Article XXIV is not limited to keeping tariff barriers low or non-existent, removing non-tariff barriers through mutual recognition of standards is also necessary. Logically, the follow-up deal would follow the lines of that with Canada, with ramped up access to the EU’s services market granted in exchange for fewer regulatory barriers to Britain’s lucrative goods market. A far cry from the completely lop-sided deal May sought to secure, with the UK handing the EU £39bn for the privilege of selling a massive goods surplus into the British market and nothing on definitive on services in return. No deal never looked so good.

Back in 2017

Naturally, the Remain side is eager to keep Article XXIV secret. The provision is bulletproof. It can only be challenged if the interim period is not applied to all trade. There is absolutely no reason why this would be the case.

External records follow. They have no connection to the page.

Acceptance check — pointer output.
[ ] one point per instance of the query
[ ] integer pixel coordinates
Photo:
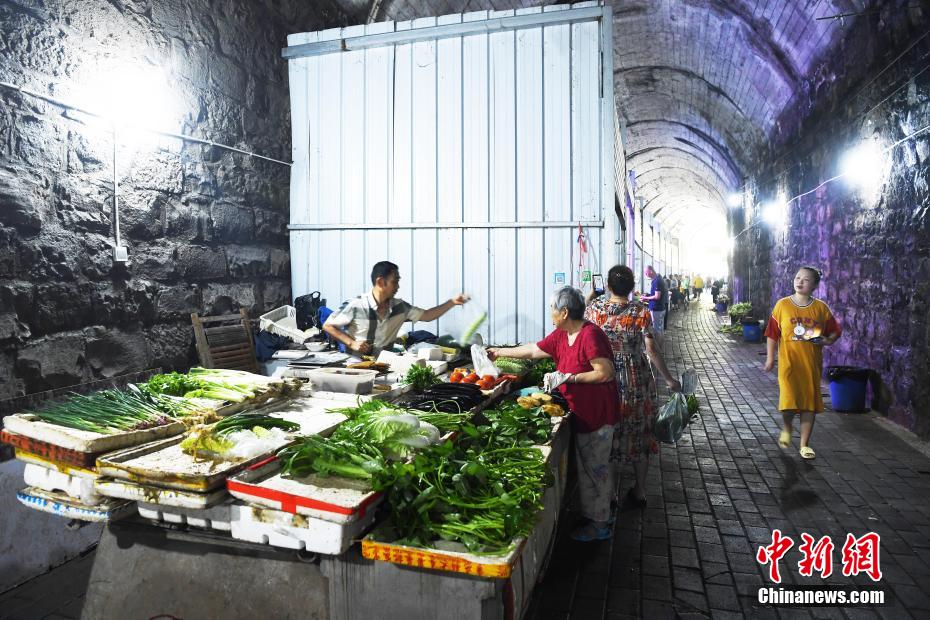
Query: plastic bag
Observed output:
(483, 364)
(672, 419)
(689, 381)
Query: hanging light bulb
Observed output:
(863, 166)
(775, 213)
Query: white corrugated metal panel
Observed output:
(465, 148)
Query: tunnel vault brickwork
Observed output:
(874, 248)
(206, 229)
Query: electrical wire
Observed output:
(842, 174)
(169, 134)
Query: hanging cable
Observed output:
(831, 179)
(169, 134)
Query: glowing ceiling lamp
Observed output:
(129, 99)
(775, 213)
(863, 166)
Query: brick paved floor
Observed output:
(715, 497)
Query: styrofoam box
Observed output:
(293, 531)
(78, 487)
(215, 518)
(282, 321)
(346, 380)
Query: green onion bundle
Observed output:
(105, 412)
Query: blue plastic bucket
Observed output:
(752, 333)
(848, 388)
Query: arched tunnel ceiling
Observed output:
(699, 84)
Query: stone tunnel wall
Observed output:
(206, 229)
(874, 247)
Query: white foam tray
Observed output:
(293, 531)
(29, 425)
(78, 487)
(61, 505)
(150, 494)
(215, 518)
(330, 498)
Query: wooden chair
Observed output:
(225, 341)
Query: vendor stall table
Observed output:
(142, 571)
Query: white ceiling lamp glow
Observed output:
(863, 166)
(131, 99)
(775, 213)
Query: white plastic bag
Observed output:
(483, 364)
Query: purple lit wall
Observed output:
(874, 250)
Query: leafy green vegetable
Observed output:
(466, 336)
(420, 377)
(542, 367)
(483, 498)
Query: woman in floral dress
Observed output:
(628, 326)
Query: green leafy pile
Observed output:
(445, 422)
(361, 446)
(420, 377)
(509, 424)
(478, 496)
(210, 383)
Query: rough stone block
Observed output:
(178, 302)
(200, 263)
(112, 352)
(22, 202)
(53, 362)
(231, 223)
(246, 261)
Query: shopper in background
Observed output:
(698, 285)
(656, 299)
(628, 325)
(370, 322)
(799, 327)
(585, 373)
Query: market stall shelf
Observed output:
(63, 506)
(151, 494)
(296, 531)
(48, 451)
(217, 518)
(79, 486)
(29, 425)
(164, 464)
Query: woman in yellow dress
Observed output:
(799, 327)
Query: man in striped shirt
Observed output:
(370, 322)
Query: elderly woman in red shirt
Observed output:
(585, 374)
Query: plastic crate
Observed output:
(283, 321)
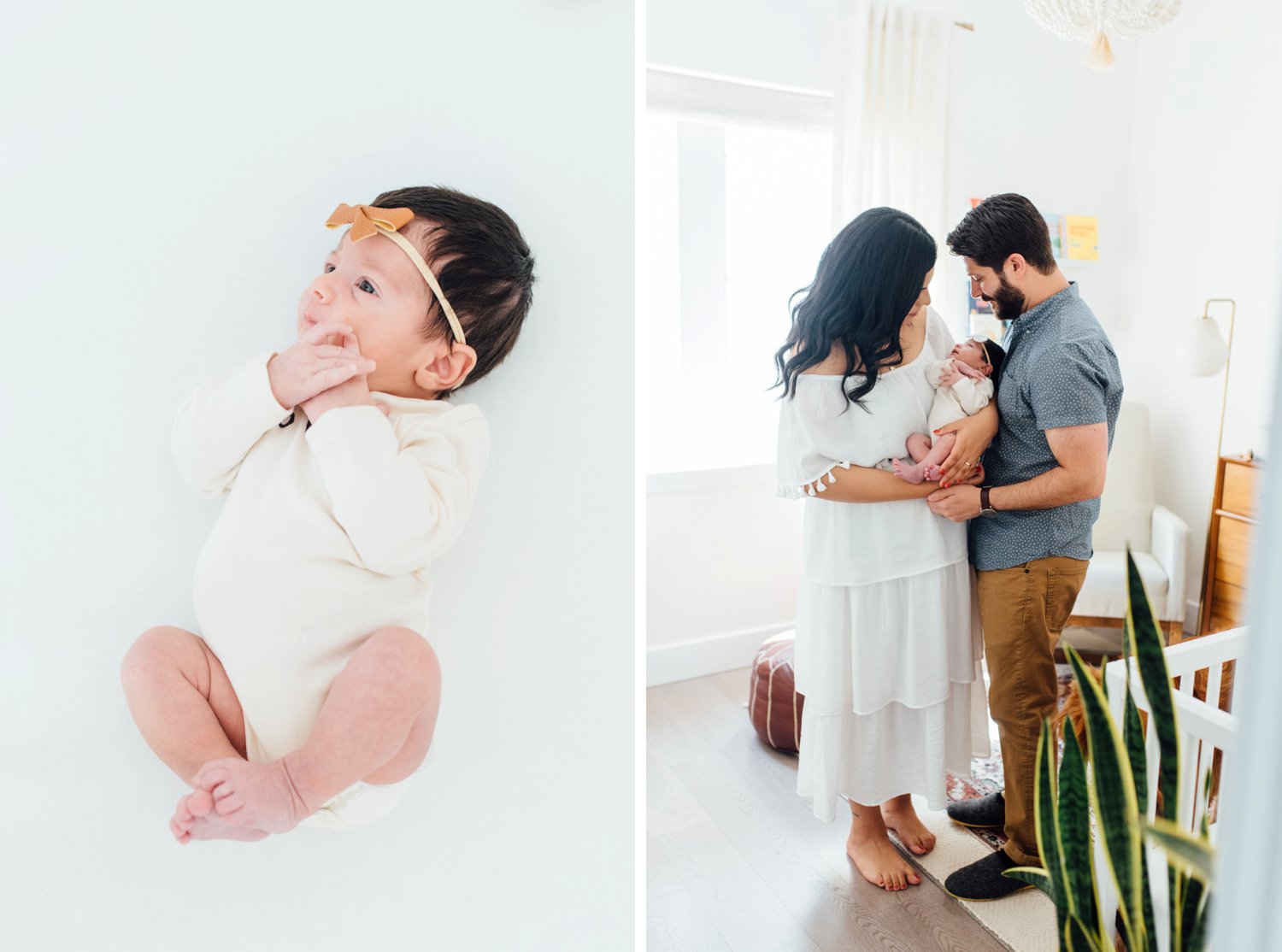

Back in March 2017, when the government was on the verge of triggering Article 50, British officials had already begun to sound out EU interest in resorting to special measures and also taking an interest in how long the “reasonable period” should last.  An addendum to Article 24 states:

The “reasonable length of time” referred to in paragraph 5(c) of Article XXIV should exceed 10 years only in exceptional cases. In cases where Members parties to an interim agreement believe that 10 years would be insufficient, they shall provide a full explanation to the Council for Trade in Goods of the need for a longer period.

Whitehall had already concluded the two-year negotiating period would not be long enough, which speaks volumes of the defeatist attitude that has led to such a poor return on endless talks. At the time, the EU made it clear it would not consider using Article XXIV unless Britain met certain conditions, one of them being the Brexit bill.

The Irish border question…again

Fast forward twenty-four months and the circumstances have changed significantly, the Continent is panicking about No Deal after the EU’s heavy-handed solution to the Irish border conundrum, the infamous backstop resoundingly rejected by Parliament.

May is waiting for the House of Commons to force her hand with the hope that Sir Graham Brady’s amendment rejecting the backstop will gather a majority. However, Irish Taoiseach Leo Varadkar refuses to oversee the re-introduction of border controls on the island of Ireland. His carefully curated political image would be ruined. Due to the Irish veto, the European Commission, negotiating on behalf of the EU27 cannot make any major moves, which is why the only plausible change would be to the non-binding political declaration, an utterly pointless gesture. The backstop is likely to stay in the Withdrawal Agreement, which Parliament won’t touch, No Deal beckons.

In that event, the EU27 will be scrambling to retain as much access to the UK market as soon as possible. Article 24 will be called upon to save the day. The WTO really is the way to go.